If conditions are combined with OR, if any condition is fulfilled as simple basic condition, then alert is triggered (conditions fulfill rule independently).
Example:
temperature (orange) > 50 OR humidity (yellow) < 30
Alerts are triggered if any condition is fulfilled.
If N conditions are combined with AND, rule is fulfilled when every condition is fulfilled within 2-minute time window.
Examples:
temperature (orange) > 50 AND humidity (yellow) < 30
This needs more explanation. Let's look at the first red circle (alert). The alert is sent when every other condition has last state fulfilled in 2-minute time span before this point. As we can see before this point we have humidity fulfillment at value = 28 . It fits in the 2-minute window, so the whole rule triggers alert. Just imagine this as a boolean flag for every condition - if incoming observation matches condition, the flag is set to true for 2 minutes. Every other matching observation sets its own condition's flag to true for 2 minutes and checks if all other flags are set to true. If so, alert is triggered.
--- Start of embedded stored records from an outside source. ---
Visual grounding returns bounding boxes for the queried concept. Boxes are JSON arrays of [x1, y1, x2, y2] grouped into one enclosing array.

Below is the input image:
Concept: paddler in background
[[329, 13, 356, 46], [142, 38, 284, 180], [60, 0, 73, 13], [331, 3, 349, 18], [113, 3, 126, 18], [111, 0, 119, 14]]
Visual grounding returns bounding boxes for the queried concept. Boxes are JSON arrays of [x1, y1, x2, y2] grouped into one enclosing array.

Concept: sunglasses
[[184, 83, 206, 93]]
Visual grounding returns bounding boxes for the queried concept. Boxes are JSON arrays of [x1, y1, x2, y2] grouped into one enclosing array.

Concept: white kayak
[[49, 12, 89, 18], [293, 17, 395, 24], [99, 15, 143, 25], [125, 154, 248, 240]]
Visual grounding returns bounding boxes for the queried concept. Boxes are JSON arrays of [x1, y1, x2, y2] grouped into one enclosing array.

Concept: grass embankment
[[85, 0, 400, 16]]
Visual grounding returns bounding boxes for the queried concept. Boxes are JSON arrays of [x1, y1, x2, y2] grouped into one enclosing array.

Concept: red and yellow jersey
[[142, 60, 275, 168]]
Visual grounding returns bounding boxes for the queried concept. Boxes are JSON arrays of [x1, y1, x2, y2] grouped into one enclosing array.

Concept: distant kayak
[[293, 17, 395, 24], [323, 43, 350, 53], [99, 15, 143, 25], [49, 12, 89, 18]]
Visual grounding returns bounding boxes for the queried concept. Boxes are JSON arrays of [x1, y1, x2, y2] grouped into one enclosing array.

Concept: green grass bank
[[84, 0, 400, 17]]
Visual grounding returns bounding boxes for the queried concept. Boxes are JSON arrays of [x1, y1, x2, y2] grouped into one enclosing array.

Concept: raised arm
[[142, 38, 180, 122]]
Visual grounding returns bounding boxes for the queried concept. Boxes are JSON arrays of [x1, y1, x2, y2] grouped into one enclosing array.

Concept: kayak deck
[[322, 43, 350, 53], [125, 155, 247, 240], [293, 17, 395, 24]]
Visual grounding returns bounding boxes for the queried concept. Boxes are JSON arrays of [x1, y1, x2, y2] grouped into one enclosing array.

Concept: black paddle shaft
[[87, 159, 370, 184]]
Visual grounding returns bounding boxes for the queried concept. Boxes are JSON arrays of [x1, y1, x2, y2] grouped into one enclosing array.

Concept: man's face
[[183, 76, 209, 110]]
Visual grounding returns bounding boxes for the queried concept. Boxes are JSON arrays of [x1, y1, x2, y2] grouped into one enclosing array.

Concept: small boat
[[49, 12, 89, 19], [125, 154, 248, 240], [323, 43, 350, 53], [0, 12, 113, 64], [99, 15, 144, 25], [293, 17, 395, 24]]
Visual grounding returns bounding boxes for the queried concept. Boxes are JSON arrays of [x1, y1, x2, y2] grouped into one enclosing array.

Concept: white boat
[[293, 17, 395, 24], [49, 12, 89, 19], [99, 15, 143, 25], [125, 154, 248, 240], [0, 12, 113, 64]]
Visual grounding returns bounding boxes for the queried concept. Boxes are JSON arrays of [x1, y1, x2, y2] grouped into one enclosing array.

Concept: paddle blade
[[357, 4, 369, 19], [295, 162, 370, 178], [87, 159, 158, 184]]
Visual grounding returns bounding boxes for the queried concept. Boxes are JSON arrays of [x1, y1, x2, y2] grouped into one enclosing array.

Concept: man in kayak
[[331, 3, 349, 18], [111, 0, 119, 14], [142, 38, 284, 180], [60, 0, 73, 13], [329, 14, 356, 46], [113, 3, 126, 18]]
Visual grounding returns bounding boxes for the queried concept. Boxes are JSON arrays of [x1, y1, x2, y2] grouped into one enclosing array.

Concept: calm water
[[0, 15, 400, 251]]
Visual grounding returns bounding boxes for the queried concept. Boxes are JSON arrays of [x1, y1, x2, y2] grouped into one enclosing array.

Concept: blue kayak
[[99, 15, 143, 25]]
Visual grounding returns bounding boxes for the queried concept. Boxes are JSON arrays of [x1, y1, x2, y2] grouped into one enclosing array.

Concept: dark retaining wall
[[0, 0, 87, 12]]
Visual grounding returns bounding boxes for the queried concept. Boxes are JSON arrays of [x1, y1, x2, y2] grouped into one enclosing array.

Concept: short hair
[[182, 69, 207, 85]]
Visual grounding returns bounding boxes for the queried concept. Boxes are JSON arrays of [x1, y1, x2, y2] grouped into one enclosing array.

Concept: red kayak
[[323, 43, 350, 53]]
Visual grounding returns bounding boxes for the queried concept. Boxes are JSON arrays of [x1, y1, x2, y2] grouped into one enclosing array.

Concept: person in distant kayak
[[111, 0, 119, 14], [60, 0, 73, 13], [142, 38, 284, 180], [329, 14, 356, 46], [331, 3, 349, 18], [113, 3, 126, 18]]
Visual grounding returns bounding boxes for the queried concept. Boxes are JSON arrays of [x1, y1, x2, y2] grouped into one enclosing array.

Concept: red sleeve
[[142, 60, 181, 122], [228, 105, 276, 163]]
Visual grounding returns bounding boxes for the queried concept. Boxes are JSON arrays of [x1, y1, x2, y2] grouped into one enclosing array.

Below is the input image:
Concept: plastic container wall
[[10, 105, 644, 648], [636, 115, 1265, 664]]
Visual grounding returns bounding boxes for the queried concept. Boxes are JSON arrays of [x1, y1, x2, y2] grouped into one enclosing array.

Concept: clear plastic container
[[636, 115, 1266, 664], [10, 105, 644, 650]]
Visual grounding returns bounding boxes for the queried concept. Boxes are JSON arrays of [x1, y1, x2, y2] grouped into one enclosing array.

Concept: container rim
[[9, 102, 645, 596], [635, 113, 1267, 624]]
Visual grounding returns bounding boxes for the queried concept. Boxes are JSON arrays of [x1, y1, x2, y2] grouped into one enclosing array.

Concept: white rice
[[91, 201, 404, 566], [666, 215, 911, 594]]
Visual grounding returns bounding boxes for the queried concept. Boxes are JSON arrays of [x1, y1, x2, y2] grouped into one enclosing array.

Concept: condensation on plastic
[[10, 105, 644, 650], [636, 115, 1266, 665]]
temperature (orange) > 50 AND humidity (yellow) < 30
The corresponding fulfillment point is the nearest point before the point being examined.
Negative example:
orange > 70 cm AND blue > 60 cm
In the example chart you can see a problem with time window. The first orange fulfillment is valid for 2 minutes, so the yellow point wouldn't raise an alert (it is a little more than 2 minutes away from the last orange fulfillment).
A time-based condition is fulfilled when in specific, user-defined time all observations meet the requirements.
Examples:
value > 10, time span = 8 min
Notice: The earliest alert may be triggered after user-defined time. This time must elapse before alert trigger.
If defined time has elapsed and all observations fulfill condition, all observations after that, which fit to requirements, would trigger alerts until receiving of bad sample.
This chart shows where is the bad sample from which gearpump starts counting the defined time span. Yellow points are after bad sample. Grey vertical line is 8 minutes before the alert was triggered. As we can see condition "observations must be higher than 10 for at least 8 minutes" is fulfilled here (actually that's how we can describe time-based condition!).
Two things are important here:
- gearpump application starts counting time span on first correct sample after bad one. That's why we don't have alerts for 16:13 and 16:15.
- notice that the point at 16:08 has to be greater than 10. Otherwise there would be no alert. The first observation before (or exactly at) 16:10 has to fulfill the condition.
Notice that our rule engine doesn't take into account the lines between the points (only observations' accurate values).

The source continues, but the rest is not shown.